USC. We were all set to get this one exactly right at 8-4 (4-4) until Steve Spurrier decided to throw the Clemson game in order to get an over matched Dabo Swinney hired at his in-state rival. Diabolical, that Spurrier.
Kentucky. Dead on here. We knew they’d get out to a flying start against a bunch of roadkill then wilt down the stretch thanks to legitimate D I opponents.
The Bad. Vandy. Can’t really fault us here, I mean the odds of another dismal season were clearly in our favor, but thanks to some early season gifts from Ole Miss and Auburn, the Dores stand bowl eligible for the first time since parachute pants were acceptable.
What codine laced elixir were we sipping when…we picked UT to go 10-2 (6-2).
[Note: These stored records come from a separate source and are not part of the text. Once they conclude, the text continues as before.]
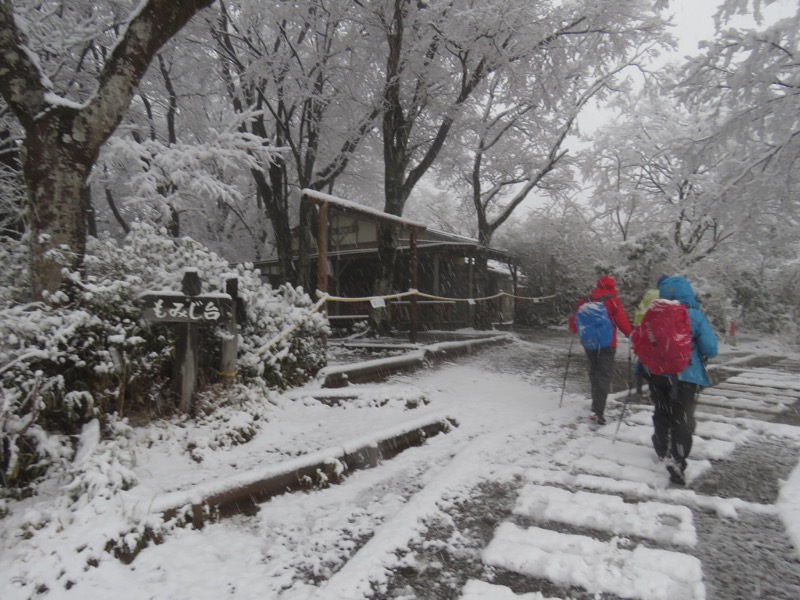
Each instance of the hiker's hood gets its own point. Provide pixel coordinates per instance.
(678, 288)
(607, 284)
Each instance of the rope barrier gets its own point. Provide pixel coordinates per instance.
(432, 297)
(323, 298)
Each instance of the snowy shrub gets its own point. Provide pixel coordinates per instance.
(89, 355)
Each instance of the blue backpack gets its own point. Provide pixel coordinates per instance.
(595, 328)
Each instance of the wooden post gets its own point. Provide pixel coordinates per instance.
(322, 249)
(187, 348)
(412, 336)
(230, 347)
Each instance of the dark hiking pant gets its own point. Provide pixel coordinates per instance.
(673, 418)
(601, 364)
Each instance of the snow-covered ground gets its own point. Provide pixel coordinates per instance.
(522, 500)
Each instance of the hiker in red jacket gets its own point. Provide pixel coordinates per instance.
(598, 334)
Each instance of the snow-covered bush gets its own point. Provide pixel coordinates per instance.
(75, 359)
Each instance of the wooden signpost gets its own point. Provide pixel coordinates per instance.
(187, 310)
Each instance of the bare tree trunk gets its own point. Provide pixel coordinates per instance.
(56, 174)
(62, 140)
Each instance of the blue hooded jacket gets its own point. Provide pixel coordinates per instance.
(704, 342)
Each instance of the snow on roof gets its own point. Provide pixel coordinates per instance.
(364, 210)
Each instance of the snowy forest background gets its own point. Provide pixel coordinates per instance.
(139, 138)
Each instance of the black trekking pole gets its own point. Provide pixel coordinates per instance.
(628, 399)
(564, 385)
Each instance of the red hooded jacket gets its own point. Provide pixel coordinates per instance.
(606, 286)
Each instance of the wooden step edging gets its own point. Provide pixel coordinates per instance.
(375, 370)
(242, 493)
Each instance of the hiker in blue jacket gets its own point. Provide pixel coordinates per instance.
(601, 360)
(675, 396)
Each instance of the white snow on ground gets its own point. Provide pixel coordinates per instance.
(665, 523)
(339, 543)
(598, 566)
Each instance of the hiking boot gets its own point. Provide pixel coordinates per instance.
(599, 419)
(675, 470)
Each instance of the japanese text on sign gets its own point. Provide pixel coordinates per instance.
(187, 309)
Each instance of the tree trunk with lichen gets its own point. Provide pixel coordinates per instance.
(62, 139)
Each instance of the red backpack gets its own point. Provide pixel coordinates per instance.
(662, 341)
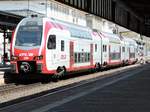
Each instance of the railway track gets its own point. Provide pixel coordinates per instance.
(12, 92)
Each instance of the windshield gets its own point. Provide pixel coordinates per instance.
(29, 35)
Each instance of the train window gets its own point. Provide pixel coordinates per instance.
(95, 47)
(51, 42)
(62, 45)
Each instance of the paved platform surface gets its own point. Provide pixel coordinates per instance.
(126, 92)
(129, 95)
(3, 68)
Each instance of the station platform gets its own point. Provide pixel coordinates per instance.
(126, 92)
(3, 68)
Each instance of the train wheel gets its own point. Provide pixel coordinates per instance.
(7, 78)
(61, 72)
(97, 67)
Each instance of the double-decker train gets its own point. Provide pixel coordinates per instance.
(50, 47)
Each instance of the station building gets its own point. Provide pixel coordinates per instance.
(51, 8)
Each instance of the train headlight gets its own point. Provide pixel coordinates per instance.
(14, 58)
(38, 57)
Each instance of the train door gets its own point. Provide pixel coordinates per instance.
(71, 54)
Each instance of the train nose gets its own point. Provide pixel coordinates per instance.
(25, 67)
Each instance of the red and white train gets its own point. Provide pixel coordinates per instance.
(48, 47)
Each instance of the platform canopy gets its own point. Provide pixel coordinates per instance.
(8, 20)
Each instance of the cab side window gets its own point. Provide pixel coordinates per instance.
(51, 42)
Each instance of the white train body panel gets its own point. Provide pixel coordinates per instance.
(47, 44)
We figured losing Erik Ainge would have been an improvement and Fulmer would have pulled yet another improbable late season run out of his elastic waistband supported pants…or maybe we were just scared of Eric Berry.
SEC West
The Good. Ole Miss. We knew that the Rebs had some Shrimper recruited talent but we also knew that for a team that wasn’t used to winning, alot had to go their way to right the ship (thank you uncharacteristically sub par SEC competition!). It did. After their Egg Bowl dismantling of State (all hail the Landsharks!) Ole Miss is pretty clearly the third best team in the conference this year and arguably the hottest.
Arkansas and Mississippi State. Not a hard one to predict. We knew Arkansas would struggle with so much youth and even though Mississippi State finished with 8 wins last year we kind of figured that the legion of Croom’s luck had run out.
The Bad. Auburn. We only take partial responsibility here. We absolutely called the utter failure of the spread at Auburn. Go back and look at the original post…see all of those Auburn homers drinking the koolaid…what say you now? Turns out my 7-5 (4-4) prediction was a generous nod to a team with no offense, no identity, and no chance.
What codine laced elixir were we sipping when…We even thought about picking against Alabama. Overlord Saban, we repent to thee for stupidly thinking you would render a 6-6 season. We beg for mercy upon our soul and the souls of our family.




1 response so far ↓
gerry dorsey // December 1, 2008 at 4:59 pm |
i have a very similar post planned for this week with no doubt very similar accuracy…or lack thereof.